Ultimately, mutation is the root cause of all the component pieces of the genome (going all the way back to self replicative mollecules), but it's the combination of, and activation of these genes which comprise the majority of the differentiation which leads to different species. The implication is that there is tremendous potential for variation built in the genetic structure of every mammal, *without* having to rely on new mutation for new structures (which is what I was assuming before).
In the case of sabre teeth, the root gene (or genes) for this are buried deep in mammalian history (thus the spread through through the various Genus, such as marsupial to feline), and become expressed when they happen to converge by chance due to mixing. These chance expressions are then honed by selection to cause an increase in allele frequency in a population (which is the definition of evloution), and within that new population, there is now an even greater chance that associated genes for even larger teeth will arise in the remaining combinations.

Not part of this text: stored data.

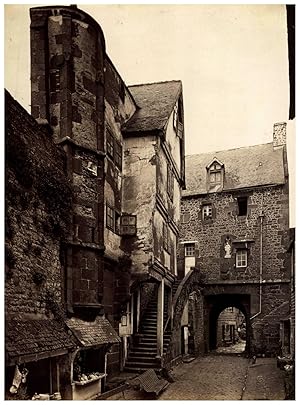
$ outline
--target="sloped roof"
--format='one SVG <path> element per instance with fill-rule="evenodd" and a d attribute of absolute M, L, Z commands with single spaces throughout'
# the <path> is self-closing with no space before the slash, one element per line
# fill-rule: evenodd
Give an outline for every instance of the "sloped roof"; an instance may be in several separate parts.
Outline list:
<path fill-rule="evenodd" d="M 105 343 L 119 343 L 121 341 L 109 321 L 99 316 L 93 322 L 87 322 L 74 317 L 68 319 L 66 324 L 80 344 L 85 347 L 103 345 Z"/>
<path fill-rule="evenodd" d="M 75 346 L 65 326 L 55 320 L 8 320 L 5 324 L 5 348 L 10 359 Z"/>
<path fill-rule="evenodd" d="M 214 158 L 224 164 L 223 191 L 285 182 L 283 149 L 274 150 L 273 143 L 267 143 L 186 156 L 183 196 L 207 193 L 206 167 Z M 218 190 L 210 192 L 214 191 Z"/>
<path fill-rule="evenodd" d="M 169 82 L 138 84 L 128 86 L 137 111 L 123 126 L 128 132 L 153 131 L 163 129 L 181 93 L 180 80 Z"/>

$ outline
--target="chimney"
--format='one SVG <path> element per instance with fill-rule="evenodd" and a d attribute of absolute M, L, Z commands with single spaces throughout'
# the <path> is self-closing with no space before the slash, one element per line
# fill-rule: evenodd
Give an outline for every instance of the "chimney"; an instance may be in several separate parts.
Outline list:
<path fill-rule="evenodd" d="M 277 122 L 273 126 L 273 148 L 286 145 L 286 122 Z"/>

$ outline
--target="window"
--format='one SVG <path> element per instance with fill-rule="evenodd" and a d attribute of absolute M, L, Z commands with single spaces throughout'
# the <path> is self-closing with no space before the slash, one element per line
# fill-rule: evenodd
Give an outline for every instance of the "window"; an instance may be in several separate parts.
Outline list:
<path fill-rule="evenodd" d="M 106 152 L 109 157 L 114 158 L 114 138 L 109 131 L 106 131 Z"/>
<path fill-rule="evenodd" d="M 168 173 L 167 173 L 167 192 L 170 199 L 173 201 L 174 195 L 174 174 L 171 170 L 171 167 L 168 165 Z"/>
<path fill-rule="evenodd" d="M 106 227 L 115 231 L 115 212 L 108 204 L 106 204 Z"/>
<path fill-rule="evenodd" d="M 202 206 L 202 219 L 205 221 L 206 219 L 212 218 L 212 205 L 205 204 Z"/>
<path fill-rule="evenodd" d="M 223 187 L 224 182 L 224 164 L 216 157 L 206 166 L 207 170 L 207 188 Z"/>
<path fill-rule="evenodd" d="M 238 216 L 247 215 L 248 211 L 248 198 L 247 197 L 238 197 Z"/>
<path fill-rule="evenodd" d="M 184 248 L 184 255 L 186 257 L 195 256 L 195 243 L 186 243 Z"/>
<path fill-rule="evenodd" d="M 115 229 L 114 229 L 114 231 L 115 231 L 115 233 L 118 233 L 118 234 L 120 233 L 120 218 L 121 218 L 120 213 L 115 211 Z"/>
<path fill-rule="evenodd" d="M 106 153 L 114 164 L 122 169 L 122 144 L 114 138 L 108 129 L 106 130 Z"/>
<path fill-rule="evenodd" d="M 115 141 L 115 164 L 122 169 L 122 145 Z"/>
<path fill-rule="evenodd" d="M 135 235 L 136 234 L 136 215 L 122 215 L 121 216 L 121 235 Z"/>
<path fill-rule="evenodd" d="M 238 249 L 235 256 L 236 267 L 247 267 L 247 250 Z"/>
<path fill-rule="evenodd" d="M 194 268 L 196 265 L 196 252 L 195 243 L 187 242 L 184 243 L 184 275 Z"/>
<path fill-rule="evenodd" d="M 168 225 L 164 222 L 163 223 L 163 248 L 170 253 L 170 245 L 171 245 L 171 240 L 170 240 L 170 229 Z"/>
<path fill-rule="evenodd" d="M 177 131 L 177 124 L 178 124 L 178 108 L 177 105 L 174 107 L 173 111 L 173 128 Z"/>
<path fill-rule="evenodd" d="M 210 185 L 216 186 L 218 184 L 221 184 L 222 181 L 222 176 L 221 176 L 221 165 L 218 163 L 214 163 L 210 169 L 209 169 L 209 183 Z"/>
<path fill-rule="evenodd" d="M 178 106 L 174 107 L 173 111 L 173 128 L 176 131 L 177 136 L 183 138 L 183 108 L 181 100 L 178 101 Z"/>

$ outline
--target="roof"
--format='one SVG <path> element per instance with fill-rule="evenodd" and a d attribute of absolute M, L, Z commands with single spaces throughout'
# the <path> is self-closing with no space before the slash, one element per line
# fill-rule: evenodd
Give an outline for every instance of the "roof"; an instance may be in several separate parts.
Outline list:
<path fill-rule="evenodd" d="M 163 129 L 182 91 L 180 80 L 128 86 L 137 111 L 123 126 L 123 131 L 140 132 Z"/>
<path fill-rule="evenodd" d="M 121 341 L 109 321 L 99 316 L 93 322 L 74 317 L 68 319 L 66 324 L 80 344 L 85 347 L 119 343 Z"/>
<path fill-rule="evenodd" d="M 214 158 L 224 164 L 223 191 L 285 183 L 283 149 L 267 143 L 186 156 L 183 196 L 207 193 L 206 167 Z"/>
<path fill-rule="evenodd" d="M 9 359 L 74 348 L 64 324 L 55 320 L 7 320 L 5 346 Z M 40 357 L 40 356 L 38 356 Z"/>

If this is the case, it would explain why mice and chimps and humans are so similar genetically, because it's the combinations and activation of genes which matter, not the simple presence of the genes themselves.
It might also explain the growth curve (replicative mollecule, single cell, multi-cell, plant, animal, etc) which the history of life on Earth shows, because as the genome gets larger, it carries with it all the tools (past mutations) for generating lots of variation (with natural selection waiting for it)
Does this make sense? Am I on the right track to what you were talking about? Or did I miss the point and come up with something else?